How to Create Bounding Polygon Annotation Tool

If you need to create client side configuration to determine the location of objects, for example for your model training, then this post is for you. In this blog I will show you how you can create a user draw polygon shaped bounding box annotation in images or videos using React and Konva.

Introduction

The idea is, in many computer vision projects we need to have information about the coordinates of the object.

In this blog I am going to create a minimal react application to draw polygon bounding annotation area to configure the coordinates of the object in the image.

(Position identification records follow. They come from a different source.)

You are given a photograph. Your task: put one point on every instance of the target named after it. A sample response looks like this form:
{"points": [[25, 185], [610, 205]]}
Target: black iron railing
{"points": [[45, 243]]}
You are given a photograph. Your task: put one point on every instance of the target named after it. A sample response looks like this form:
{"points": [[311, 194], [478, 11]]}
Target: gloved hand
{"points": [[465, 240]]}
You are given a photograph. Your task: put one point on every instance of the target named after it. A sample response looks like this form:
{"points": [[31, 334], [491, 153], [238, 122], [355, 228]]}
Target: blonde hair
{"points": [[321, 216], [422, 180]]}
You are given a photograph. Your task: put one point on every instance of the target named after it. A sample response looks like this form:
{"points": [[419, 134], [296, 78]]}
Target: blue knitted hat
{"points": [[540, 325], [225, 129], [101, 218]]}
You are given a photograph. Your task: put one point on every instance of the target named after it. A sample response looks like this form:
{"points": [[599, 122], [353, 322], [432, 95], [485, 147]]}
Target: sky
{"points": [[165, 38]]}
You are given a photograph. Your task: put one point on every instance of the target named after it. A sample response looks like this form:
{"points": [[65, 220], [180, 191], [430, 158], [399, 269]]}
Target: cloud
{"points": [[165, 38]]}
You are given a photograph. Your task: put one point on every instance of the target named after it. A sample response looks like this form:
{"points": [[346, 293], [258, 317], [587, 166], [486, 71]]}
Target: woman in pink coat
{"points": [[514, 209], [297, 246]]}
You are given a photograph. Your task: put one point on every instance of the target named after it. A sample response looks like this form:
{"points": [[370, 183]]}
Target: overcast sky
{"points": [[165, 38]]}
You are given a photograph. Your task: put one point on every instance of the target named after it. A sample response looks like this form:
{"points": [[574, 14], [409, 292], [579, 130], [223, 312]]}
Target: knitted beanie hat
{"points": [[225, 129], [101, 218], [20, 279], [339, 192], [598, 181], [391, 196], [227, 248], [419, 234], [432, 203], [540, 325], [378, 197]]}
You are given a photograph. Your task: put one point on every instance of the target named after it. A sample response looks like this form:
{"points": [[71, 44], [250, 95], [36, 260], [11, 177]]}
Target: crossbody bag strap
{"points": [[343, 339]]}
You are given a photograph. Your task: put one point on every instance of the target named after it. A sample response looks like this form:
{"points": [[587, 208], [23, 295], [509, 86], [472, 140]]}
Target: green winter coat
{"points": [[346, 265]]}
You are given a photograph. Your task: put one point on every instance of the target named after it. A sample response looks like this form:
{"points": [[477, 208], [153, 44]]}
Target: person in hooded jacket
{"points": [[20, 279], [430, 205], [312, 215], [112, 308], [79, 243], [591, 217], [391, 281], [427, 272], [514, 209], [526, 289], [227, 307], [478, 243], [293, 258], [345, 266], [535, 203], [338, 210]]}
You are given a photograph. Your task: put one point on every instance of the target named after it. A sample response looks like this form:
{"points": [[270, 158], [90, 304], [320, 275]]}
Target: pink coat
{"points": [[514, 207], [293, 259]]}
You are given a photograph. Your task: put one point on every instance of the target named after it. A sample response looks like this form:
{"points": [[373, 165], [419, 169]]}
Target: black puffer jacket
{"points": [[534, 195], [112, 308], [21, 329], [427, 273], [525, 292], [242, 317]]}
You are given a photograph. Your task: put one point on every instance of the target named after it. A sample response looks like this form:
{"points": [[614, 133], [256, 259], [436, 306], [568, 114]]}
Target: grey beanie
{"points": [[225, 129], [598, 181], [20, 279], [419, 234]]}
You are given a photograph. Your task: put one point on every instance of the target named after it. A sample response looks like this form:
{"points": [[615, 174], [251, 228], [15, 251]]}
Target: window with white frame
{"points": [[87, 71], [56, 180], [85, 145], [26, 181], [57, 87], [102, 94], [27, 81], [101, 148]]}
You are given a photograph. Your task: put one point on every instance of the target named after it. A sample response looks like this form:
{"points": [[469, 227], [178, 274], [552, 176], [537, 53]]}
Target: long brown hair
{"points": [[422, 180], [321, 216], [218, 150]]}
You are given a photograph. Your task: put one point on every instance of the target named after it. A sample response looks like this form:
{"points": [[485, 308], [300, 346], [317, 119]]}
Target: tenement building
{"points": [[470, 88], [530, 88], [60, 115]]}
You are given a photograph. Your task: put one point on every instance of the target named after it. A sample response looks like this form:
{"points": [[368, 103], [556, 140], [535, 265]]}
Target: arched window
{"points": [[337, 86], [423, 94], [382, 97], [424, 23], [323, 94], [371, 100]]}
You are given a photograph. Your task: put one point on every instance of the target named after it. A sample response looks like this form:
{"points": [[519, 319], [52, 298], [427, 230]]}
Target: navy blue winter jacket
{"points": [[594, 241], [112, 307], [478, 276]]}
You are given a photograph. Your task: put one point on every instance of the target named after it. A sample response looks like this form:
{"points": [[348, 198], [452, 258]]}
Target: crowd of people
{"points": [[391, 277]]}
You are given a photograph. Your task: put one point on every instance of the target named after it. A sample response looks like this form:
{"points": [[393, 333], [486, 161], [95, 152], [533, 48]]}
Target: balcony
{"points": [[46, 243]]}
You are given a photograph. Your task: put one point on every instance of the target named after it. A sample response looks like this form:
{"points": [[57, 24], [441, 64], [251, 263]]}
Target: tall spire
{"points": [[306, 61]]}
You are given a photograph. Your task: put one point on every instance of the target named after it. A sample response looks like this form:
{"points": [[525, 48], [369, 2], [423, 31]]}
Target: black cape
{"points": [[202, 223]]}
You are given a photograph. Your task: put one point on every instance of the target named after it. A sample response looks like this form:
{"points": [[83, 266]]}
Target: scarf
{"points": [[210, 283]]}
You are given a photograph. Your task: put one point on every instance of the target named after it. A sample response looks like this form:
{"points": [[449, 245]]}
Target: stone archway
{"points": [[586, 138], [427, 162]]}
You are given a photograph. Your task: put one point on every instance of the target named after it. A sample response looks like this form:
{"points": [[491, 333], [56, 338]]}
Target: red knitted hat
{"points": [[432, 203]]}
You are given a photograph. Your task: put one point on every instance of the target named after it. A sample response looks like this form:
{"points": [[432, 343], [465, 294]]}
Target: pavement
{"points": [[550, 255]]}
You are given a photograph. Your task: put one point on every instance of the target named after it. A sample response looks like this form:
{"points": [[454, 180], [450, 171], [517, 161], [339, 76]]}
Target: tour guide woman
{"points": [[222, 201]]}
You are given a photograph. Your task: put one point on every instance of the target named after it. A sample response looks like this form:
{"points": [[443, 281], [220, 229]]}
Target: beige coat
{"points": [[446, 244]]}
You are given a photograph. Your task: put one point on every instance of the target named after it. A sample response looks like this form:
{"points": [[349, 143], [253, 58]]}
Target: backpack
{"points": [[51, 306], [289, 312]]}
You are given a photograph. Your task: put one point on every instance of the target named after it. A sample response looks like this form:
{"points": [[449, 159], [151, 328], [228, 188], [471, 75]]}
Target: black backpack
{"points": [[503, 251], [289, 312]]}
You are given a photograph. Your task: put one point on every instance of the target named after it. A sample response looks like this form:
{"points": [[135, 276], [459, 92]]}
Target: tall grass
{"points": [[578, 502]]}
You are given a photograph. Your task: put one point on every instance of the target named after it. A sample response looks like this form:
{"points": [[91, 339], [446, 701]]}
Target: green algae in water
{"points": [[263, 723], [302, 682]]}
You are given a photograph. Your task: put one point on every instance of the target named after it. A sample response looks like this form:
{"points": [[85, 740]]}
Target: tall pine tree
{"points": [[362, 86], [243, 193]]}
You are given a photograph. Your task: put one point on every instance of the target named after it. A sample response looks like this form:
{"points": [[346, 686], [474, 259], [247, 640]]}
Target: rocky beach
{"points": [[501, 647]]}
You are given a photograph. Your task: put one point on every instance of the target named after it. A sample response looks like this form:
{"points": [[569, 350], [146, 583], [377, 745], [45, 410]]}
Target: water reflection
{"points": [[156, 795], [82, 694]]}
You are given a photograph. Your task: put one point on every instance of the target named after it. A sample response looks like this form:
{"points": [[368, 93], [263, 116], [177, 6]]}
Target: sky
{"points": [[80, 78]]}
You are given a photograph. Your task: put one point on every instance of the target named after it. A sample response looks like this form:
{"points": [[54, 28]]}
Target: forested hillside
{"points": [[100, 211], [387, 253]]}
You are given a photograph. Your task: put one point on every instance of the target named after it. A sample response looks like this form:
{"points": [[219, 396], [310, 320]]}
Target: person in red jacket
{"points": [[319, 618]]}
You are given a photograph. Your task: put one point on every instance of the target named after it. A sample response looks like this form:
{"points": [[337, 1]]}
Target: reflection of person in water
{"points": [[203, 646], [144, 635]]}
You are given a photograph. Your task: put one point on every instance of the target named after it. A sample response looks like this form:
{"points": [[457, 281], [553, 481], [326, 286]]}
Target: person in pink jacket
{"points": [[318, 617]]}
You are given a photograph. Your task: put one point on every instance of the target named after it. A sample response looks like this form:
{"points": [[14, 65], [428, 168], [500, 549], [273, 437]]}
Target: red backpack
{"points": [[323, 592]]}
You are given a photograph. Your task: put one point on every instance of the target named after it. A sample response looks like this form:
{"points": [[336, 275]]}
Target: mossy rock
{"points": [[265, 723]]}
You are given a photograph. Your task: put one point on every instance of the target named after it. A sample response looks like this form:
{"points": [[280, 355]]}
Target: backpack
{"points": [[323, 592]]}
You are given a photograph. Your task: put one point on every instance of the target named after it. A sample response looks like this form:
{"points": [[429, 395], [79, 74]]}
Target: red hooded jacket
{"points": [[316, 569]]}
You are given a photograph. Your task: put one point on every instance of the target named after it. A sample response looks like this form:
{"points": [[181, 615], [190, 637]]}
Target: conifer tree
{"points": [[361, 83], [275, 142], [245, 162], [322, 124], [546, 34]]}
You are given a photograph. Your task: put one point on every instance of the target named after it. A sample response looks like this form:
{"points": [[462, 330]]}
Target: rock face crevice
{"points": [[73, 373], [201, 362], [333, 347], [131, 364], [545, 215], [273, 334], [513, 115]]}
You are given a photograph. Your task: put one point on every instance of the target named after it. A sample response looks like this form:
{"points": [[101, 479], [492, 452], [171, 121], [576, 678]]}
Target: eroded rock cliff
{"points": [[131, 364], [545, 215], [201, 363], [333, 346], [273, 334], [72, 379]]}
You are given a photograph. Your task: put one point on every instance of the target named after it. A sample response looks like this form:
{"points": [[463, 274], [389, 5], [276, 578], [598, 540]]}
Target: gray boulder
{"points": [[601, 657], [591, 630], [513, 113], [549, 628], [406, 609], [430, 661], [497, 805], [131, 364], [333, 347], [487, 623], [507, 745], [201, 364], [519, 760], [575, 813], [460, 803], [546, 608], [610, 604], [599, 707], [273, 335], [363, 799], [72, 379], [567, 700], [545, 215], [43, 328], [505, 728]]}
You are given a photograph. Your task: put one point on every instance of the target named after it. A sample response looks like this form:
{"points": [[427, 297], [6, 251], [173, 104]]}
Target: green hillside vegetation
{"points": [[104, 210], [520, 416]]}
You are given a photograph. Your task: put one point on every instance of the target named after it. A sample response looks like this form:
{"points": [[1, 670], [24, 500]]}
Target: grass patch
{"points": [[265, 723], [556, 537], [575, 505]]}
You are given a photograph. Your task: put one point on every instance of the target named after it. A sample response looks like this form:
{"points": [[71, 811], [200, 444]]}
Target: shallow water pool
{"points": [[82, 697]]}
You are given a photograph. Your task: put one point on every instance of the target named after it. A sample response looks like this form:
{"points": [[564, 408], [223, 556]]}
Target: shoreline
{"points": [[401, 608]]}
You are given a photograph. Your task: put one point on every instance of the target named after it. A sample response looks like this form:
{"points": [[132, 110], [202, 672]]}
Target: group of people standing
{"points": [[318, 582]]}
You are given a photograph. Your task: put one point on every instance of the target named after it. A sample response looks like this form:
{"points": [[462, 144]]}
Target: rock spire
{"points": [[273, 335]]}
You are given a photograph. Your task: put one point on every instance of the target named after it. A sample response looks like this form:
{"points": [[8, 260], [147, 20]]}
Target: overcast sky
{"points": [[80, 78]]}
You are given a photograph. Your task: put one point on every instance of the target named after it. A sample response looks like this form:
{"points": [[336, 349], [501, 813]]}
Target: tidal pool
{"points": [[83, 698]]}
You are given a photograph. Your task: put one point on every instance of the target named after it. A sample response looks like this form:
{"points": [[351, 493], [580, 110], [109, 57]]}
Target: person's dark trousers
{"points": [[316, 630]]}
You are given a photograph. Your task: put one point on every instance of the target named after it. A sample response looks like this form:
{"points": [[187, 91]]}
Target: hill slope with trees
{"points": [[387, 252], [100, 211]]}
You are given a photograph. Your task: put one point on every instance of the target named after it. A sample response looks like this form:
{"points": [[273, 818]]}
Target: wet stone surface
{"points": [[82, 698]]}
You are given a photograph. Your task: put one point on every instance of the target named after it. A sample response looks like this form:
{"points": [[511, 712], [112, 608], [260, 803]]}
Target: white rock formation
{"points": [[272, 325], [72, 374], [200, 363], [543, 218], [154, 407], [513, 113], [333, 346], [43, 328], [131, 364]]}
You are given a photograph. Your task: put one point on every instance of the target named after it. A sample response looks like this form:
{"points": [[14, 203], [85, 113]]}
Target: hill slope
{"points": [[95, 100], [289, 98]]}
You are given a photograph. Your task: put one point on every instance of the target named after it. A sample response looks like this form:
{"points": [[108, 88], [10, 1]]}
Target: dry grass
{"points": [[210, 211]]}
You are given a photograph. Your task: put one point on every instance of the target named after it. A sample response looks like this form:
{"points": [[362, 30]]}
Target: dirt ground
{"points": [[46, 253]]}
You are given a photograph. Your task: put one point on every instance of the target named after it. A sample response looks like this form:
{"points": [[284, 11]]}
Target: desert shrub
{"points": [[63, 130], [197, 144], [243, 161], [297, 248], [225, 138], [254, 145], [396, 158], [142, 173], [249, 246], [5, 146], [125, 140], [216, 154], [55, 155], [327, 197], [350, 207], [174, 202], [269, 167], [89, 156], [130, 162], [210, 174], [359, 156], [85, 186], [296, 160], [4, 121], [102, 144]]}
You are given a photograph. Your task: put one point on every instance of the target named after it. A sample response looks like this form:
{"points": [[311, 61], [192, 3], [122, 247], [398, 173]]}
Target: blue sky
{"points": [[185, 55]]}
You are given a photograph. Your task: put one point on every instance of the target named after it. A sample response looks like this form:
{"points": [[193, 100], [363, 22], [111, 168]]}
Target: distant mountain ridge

First of all, to perform drawing on images we need canvas object, for this I used Konva.js. It is an open source library for HTML5 Canvas 2d context. If you don't know what canvas is... it is an HTML5 element and it is a place to draw graphics, animation, photo manipulation, video processing etc. Doing complex tasks on canvas requires lots of consideration, but thanks to Konva.js it is more easy. Konva.Stage is the container for the layers. Konva.Layer is the canvas element. Layers can contain shapes, groups of shapes, or groups of other groups. The stage, layers, groups, and shapes are all virtual nodes, similar to DOM nodes in an HTML page. Konva gives draggable properties to shapes and groups. It also gives the ability to resize and rotate functionality to nodes with Transformer.

Final Code

Bounding Polygon Annotation On An Imaginary Landscape

GIF of react konva polygon annotation tool — Bounding Polygon Annotation On An Imaginary Landscape

You can find source code of the sample react application from here. See live demo from here

Installations

npx create-react-app konva-draggable-polygon

npm install react-konva

The `PoylgonAnnotation` Component

We will write a polygon component consisting of Circle and Line. While circles are vertices of polygon shape, line is the element that unites these vertices. We say that if the first vertex and the last vertex are the same, a closed shape, that is, a polygon, is created at the end.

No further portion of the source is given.